The first data element plotted in a combination chart appears as a bar chart; the second (and subsequent) appear as line graphs.  All standard features apply to a combination chart including the ability to apply a series, a filter, customize the Y-axis and include a benchmark.


  • Dual Y-axis Combination Charts: This chart is similar to a combination chart (above); however, it differs to the extent that you can apply two different Y-axis scales.  It is recommended when you are graphing multiple data elements that have a significant different scales.  For example:
  1. Business: Total sales vs. Total Revenue by month
  2. K-12: Total number of tests taken (which may range from 1,000 – 10,000) vs. Average Math Test Scores (which may range from 0-100)
  3. Higher Education: Total Expenses vs Total Enrolled at the University or Total Number of Students who Applied vs. Total Number of Students Accepted
  4. Finance: Max open vs yield %

All standard features are available with the Dual Y-Axis Combination Chart.  As a user, you can apply a customized Y-axis (to the right and left), enter a benchmark, add a series (to one of both of the data elements in the graph), and filter by any field.
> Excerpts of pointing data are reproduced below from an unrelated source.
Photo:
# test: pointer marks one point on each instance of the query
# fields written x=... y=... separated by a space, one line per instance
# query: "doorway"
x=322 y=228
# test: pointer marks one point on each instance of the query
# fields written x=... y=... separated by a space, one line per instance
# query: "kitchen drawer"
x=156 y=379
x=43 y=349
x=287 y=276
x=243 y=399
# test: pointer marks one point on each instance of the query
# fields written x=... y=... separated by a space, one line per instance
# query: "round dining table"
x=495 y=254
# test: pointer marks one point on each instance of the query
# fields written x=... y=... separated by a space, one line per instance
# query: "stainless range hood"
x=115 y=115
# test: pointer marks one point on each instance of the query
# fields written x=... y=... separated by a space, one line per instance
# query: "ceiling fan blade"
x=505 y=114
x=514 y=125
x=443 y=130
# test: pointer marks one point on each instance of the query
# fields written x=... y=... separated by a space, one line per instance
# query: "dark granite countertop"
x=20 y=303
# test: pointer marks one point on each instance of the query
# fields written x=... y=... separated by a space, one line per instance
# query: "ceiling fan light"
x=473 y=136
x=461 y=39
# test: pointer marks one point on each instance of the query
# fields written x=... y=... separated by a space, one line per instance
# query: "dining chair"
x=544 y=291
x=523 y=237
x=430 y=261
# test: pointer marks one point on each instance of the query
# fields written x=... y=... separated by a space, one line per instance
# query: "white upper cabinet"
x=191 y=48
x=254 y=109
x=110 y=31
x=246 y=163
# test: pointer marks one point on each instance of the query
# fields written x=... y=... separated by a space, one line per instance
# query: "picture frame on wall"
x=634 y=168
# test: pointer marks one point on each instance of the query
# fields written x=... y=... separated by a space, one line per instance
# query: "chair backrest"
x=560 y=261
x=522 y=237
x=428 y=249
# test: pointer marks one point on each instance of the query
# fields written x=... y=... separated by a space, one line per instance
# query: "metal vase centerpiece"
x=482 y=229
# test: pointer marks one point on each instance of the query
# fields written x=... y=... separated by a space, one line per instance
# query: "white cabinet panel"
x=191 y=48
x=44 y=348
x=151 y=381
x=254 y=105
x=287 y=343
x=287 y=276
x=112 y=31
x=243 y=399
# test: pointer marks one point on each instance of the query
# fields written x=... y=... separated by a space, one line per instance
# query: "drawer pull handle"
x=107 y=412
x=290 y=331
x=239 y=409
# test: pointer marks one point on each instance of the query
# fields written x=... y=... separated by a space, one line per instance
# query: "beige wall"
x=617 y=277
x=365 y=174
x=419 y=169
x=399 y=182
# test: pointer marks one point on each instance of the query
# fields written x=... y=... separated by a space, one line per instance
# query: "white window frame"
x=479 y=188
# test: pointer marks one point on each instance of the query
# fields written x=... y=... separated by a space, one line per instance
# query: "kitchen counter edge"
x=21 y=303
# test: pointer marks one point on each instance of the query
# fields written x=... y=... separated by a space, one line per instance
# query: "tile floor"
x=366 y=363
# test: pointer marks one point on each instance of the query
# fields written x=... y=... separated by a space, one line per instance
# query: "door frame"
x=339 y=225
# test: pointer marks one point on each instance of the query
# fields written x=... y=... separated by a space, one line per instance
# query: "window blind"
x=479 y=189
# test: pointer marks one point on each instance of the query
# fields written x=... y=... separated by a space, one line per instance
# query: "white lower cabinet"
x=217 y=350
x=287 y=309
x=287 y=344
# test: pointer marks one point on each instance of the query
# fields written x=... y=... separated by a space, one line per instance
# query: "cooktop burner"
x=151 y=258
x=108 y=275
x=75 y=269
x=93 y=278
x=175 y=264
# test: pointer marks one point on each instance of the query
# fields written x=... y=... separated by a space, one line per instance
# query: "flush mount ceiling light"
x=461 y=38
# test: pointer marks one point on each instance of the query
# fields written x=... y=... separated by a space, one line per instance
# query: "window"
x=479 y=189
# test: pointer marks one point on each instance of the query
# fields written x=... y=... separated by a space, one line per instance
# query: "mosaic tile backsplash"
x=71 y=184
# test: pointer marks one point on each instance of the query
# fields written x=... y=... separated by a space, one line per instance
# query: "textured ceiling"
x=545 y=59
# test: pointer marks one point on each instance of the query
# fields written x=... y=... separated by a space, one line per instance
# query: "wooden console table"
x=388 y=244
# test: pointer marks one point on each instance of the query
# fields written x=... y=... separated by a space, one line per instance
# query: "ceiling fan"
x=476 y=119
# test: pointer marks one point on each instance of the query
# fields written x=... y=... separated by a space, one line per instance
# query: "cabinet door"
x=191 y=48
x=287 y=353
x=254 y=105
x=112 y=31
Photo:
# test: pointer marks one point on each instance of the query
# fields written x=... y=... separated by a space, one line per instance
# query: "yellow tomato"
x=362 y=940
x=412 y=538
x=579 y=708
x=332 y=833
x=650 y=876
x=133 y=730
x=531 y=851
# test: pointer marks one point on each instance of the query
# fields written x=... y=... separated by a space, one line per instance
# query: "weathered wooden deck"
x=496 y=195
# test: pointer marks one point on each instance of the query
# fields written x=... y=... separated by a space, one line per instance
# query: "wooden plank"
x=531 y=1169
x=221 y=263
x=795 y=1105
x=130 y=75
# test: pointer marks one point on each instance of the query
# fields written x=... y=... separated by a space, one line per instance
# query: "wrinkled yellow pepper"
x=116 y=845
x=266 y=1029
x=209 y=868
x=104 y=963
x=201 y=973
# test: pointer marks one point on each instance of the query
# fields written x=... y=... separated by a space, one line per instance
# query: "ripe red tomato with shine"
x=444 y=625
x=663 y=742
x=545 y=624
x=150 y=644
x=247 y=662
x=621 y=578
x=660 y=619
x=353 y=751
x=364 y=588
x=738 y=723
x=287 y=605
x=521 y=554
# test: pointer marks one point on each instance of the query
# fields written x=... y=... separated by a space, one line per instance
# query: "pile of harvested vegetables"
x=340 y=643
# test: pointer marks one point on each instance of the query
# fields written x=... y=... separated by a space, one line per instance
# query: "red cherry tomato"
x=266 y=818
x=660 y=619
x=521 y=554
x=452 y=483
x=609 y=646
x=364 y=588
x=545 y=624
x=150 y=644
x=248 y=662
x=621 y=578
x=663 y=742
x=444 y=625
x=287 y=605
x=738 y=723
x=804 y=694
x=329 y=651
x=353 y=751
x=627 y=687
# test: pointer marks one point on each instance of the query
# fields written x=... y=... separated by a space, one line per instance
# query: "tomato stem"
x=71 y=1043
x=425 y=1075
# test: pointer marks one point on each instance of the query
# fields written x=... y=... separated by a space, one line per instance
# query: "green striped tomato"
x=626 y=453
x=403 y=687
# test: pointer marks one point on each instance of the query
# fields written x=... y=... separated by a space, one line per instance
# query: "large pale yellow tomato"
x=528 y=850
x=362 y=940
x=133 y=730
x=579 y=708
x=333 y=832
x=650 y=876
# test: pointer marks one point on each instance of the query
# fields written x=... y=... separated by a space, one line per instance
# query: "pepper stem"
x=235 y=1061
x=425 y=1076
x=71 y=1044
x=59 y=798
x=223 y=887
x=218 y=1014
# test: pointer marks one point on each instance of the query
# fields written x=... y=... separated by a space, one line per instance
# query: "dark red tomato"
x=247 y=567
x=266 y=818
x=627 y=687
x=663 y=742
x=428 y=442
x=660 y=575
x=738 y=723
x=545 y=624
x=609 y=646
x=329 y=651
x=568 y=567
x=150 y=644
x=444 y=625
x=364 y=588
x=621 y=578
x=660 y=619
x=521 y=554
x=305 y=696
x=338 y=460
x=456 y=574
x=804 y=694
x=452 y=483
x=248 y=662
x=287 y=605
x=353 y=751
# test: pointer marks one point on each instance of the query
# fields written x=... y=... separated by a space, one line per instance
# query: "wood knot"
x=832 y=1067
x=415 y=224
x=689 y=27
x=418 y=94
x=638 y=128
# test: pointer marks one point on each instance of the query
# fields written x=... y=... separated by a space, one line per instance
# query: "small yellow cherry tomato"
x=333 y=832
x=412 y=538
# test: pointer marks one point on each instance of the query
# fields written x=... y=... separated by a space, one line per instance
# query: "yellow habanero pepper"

  • Scatter plot:  A Scatter plot is used to plot data points on a horizontal and a vertical axis in the attempt to show how much one variable is affected by another. Each row in the data table is represented by a marker whose position depends on its values in the columns set on the X- and Y-axes. Multiple scales can be used on the Y-axis to when you want to compare several markers with significantly different value ranges.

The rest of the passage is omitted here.